Association. That was the path, just as it has always been for those seeking to stop authoritarian movements. In How Democracies Die, Harvard government professors Steven Levitsky and Daniel Ziblatt highlight a couple of cases in which countries seemingly bound for autocracy—Belgium in the 1930s is a prime example—saw the formation of political fronts consisting of all those parties which viewed their democratic backsliding as a greater danger than whatever near-term political issues were at stake in those days. In unity there is great power against avaricious and hateful movements. Conversely, wallowing in one’s own perceived brilliance for having temporarily stayed the roving eye of fascism even as unrealized allies go to their doom—well, pyrrhic victories are definitionally of no more value than defeats. We all become unpitied sacrifices.

As July strains toward August, barely six months into the Trump era, we, the United States, have constructed an actual honest to God concentration camp, the so-called Alligator Alcatraz—a collection of tents surrounded by razor wire, plopped in the middle of an inhospitable Florida swamp infested not only with alligators but with a far more effective killer: mosquitoes. The temperatures sit day after day in the high 90s, and the dripping wet air is nearly unbreathable. Into each tent is packed 32 inmates, all sharing a single water source—a toilet. People revel in this cruelty; showing up to take photos in front of the camp sign, buying hats and t-shirts, acts of wanton depravity we have long used to distinguish the bad guys from the good in movies and TV shows.
We aren’t actively gassing or shooting the inmates of this camp, but one should remember that they didn’t gas people in Dachau either. The camps in Germany were merely a place to house people, well away from the courts, until they could be shipped off to black holes in other countries, where they could be exterminated out of the view of German citizens. We, in fact, started with shipping people—illegally—to prisons in other countries where they are literally tortured. How many have died already? How many more will die?
Against that backdrop, patting oneself on the back for avoiding the ire of the Trump administration seems grotesque, a bureaucratic version of Jewish collaborators in camps and ghettos seeking to save their own skin by sacrificing those around them. It’s anyone’s guess what will happen next—sometimes it seems that the unpopularity of Trump’s program will be his undoing.

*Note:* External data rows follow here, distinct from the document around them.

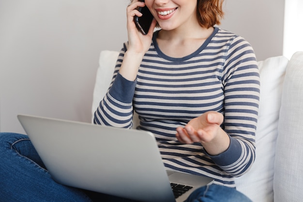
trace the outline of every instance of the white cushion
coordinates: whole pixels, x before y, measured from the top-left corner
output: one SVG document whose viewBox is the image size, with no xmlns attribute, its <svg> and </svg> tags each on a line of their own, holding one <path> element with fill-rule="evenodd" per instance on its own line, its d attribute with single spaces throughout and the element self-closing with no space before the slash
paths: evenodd
<svg viewBox="0 0 303 202">
<path fill-rule="evenodd" d="M 92 97 L 92 122 L 94 113 L 110 84 L 119 55 L 119 52 L 112 50 L 103 50 L 100 53 Z"/>
<path fill-rule="evenodd" d="M 100 53 L 93 92 L 92 113 L 98 107 L 111 82 L 119 52 Z M 282 84 L 288 60 L 279 56 L 259 62 L 261 82 L 259 119 L 256 133 L 256 159 L 251 170 L 237 178 L 237 189 L 254 202 L 273 200 L 273 164 Z M 136 125 L 136 124 L 134 124 Z"/>
<path fill-rule="evenodd" d="M 283 82 L 288 60 L 284 56 L 258 62 L 260 103 L 256 133 L 256 160 L 250 171 L 236 179 L 237 189 L 253 202 L 273 201 L 273 165 Z"/>
<path fill-rule="evenodd" d="M 303 52 L 287 66 L 274 163 L 274 202 L 303 200 Z"/>
</svg>

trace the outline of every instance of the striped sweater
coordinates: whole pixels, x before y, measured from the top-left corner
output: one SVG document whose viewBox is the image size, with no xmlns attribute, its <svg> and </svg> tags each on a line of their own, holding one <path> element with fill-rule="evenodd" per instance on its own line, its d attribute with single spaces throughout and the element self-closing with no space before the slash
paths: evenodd
<svg viewBox="0 0 303 202">
<path fill-rule="evenodd" d="M 94 123 L 131 128 L 135 110 L 140 121 L 138 129 L 154 134 L 167 169 L 235 187 L 234 177 L 246 172 L 255 159 L 259 80 L 252 48 L 240 36 L 216 27 L 196 51 L 174 58 L 159 49 L 157 33 L 134 81 L 119 73 L 124 44 Z M 227 150 L 216 156 L 199 143 L 182 144 L 175 137 L 177 127 L 210 110 L 224 115 L 221 127 L 230 139 Z"/>
</svg>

But it’s not a matter that can be left to chance.
“Human progress is neither automatic nor inevitable....” said local hero Martin Luther King, Jr, “Every step toward the goal of justice requires sacrifice, suffering, and struggle; the tireless exertions and passionate concern of dedicated individuals.”
To that notion I would pair another, from Kurt Vonnegut, "We are never as modern, as far ahead of the past as we like to think we are."